The End of Suffering with Mezonte Mezcal
Any trip to Guadalajara must include a night of tasting at the famous mezcaleria Pare de Sufrir (which means "End of Suffering"). Of course, it wasn't until after our own visit that I knew that, but having just read about it in John McEvoy's new book (another must for mezcal enthusiasts), and having several friends recommend it, it was a clear target. My goal for the night was to speak with the owner, Pedro Jimenez (a true connoisseur of traditional mezcals) to see what we could learn.
It was early when we arrived: 9:30pm - just after opening time. The interior was fairly empty, casual, colorful, and fun. We took our place at the bar and gaped at the chalkboard menu (are chalkboards a theme with bars serving agave-spirits?). There were 40 mezcals listed, and I don't know how many others available on the shelf in front of us.
"Ok. We don't try anything from Oaxaca or Guerrero, because we're going there," Noel stated cleanly.
Obvious. That only left us with 28+ others to chose from. It was my first tasting of this magnitude. I wanted to go about it in an organized fashion (silly me), but Noel started firing off orders. I managed to keep up with notebook, pen and camera, scribbling down information on the agave species, master mezcalero, town of production, ABV%, and so on. Before I share an abbreviated version of those notes with you, a bit of background on the bar owner/founder of Mezonte mezcals (who arrived on the scene just after us).
Pedro Jimenez is on a mission to educate the mezcal-swigging public about what a true mezcal is. He only purchases small-batch, traditional (ancestral) mezcals, and goes to great lengths to educate his consumers. Scattered across his bar are small squares of papers stating his personal beliefs on what makes a traditional mezcal (the only kind worth drinking). Some of these beliefs I'm not sure I completely agree on (I need more time, and obviously a lot more drinking), but regardless, I have huge respect for what he does.
Most of Pedro's list is comprised of very small-batch mezcals - most of them unregistered. Pedro buys direct from the producers, bottles them, and puts his label on. His labels, by the way, cover nearly every aspect of mezcal production, stating the name of the maestro mezcalero, the town, what it was fermented in, what type of still was used (clay or copper), etc. I take this to be his way of accomplishing two goals in one: giving the master mezcalero his full due, and educating his customers on the many factors that affect a mezcal's flavors.
What followed was three hours of conversation on the mezcal industry, its sustainability, and its future. Pedro sells his mezcal as a way of supporting and promoting ancestral mezcaleros (just as we plan to). To do this, he has found a way to bottle and sell unregistered mezcal from his bar (and I do believe I've seen it available other places, though I could be wrong). This allows numerous producers an avenue to sell their product, as they're not paying the wildly high fees of the COMERCAM (registrating board).

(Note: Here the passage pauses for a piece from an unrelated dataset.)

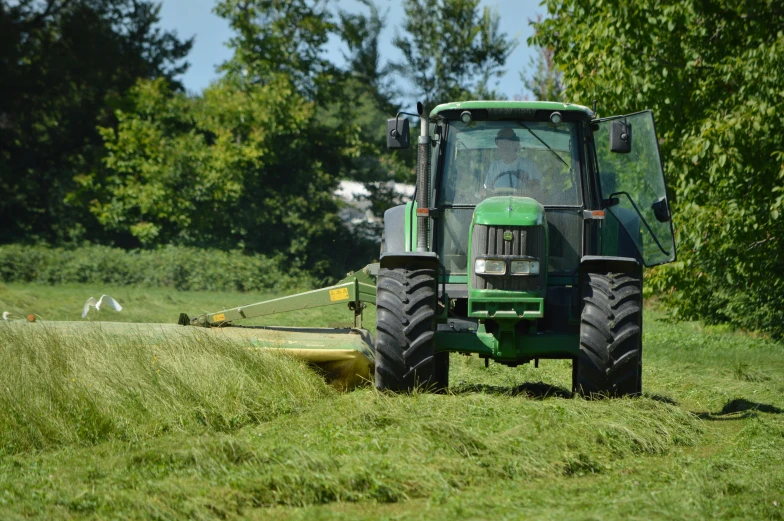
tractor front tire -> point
(405, 328)
(610, 359)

How he does this is of great interest to us, and I'm sure we'll be learning more as our trip continues. Of course, he is restricted to selling within Mexico, but...more remains to be learned.
All in all we sampled 12 mezcals: 6 from Michoacan, 4 from Jalisco, and 2 from Durango. The flavors were all over the board. The diversity of mezcal really is amazing!
Noteable mezcals of the night were:
- Racilla of Jalisco, which smelled and tasted (to me) like rubber - not my favorite
- 2 Pechugas of Michoacan made with a turkey breast. The breast (and often fruits and spices) are placed in the alembec during distillation, imparting interesting flavors, in this case, lemon and mint
- a Sotol of Durango. While Durango is certified to market mezcal by the COMERCAM, Sotol is not technically a mezcal (yet kind of is). The species has been used to make a mezcal for centuries, but taxonomically speaking isn't an agave. Flavor? Musty!!
Pedro impressed me by making his own selection for Noel and I based on what he thought each of us would like best. He was dead on. For me, he selected an ensemble from Jalisco by Maestro Don Rosario made up of 6 different agaves. It was fairly strong (49.3%) and complex, but perfectly balanced, and that first sip was like biting into a delicious cake! It was enough to get me out of my seat and dancing a Mexican version of Lord of the Dance on the empty floor. Another beautiful thing about mezcal: it's such a happy, "I don't give a damn" spirit!
We left that evening with a couple of good contacts and a strong feeling that we'd be sharing more mezcals and more conversations with Pedro in the future.